The constant cutaways to Amanda being overly obnoxious as she interpreted the episode’s unfolding were an early clue she might be the one heading home. The bitter, self-conscious jokes made her uglier and uglier to the point where I really felt I was supposed to hate her. Good job, producers, and good riddance, Amanda!

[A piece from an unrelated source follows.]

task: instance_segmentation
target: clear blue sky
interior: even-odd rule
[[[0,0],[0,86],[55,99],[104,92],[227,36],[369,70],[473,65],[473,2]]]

She packed her knives because of a gray, oxidized tuna tartar, which the editors would like us to believe might be Angelo’s fault. Sorry, Top Chef, I’m not really buying the drama here. Yes, she asked Angelo about using a grinder, but her real mistake was making the tuna the day before so that it lost its fresh-looking color. She was among three other chefs on the bottom: Kevin for soggy fries and chicken on a too-long skewer, Angelo for a soppy-breaded pork sandwich, and Kelly for a too-salty crab cake. As I said up top, not too many of tonight’s offerings really felt like a quality effort; even among the consistent winners, Tiffany and Ed, we’re not much innovation. Ballpark (or barbeque, or picnic, or any other random Americana finger-food) challenges should be more fun; these challenges just have the chefs cooking whatever they want with very few constraints, disabling us from really seeing the talent. Heading into next week, who’s going home? My money’s on Kevin.
STRAY OBSERVATIONS
– You’ve got to give it to Moonen for at least trying to inject some personality with the “baseballs” remark.
– Scott Tobias will return next week.
– Hide the salami? Really, Top Chef?
– All that he-said she-said at judge's table does nothing for these chefs' professionalism. Annoying to watch.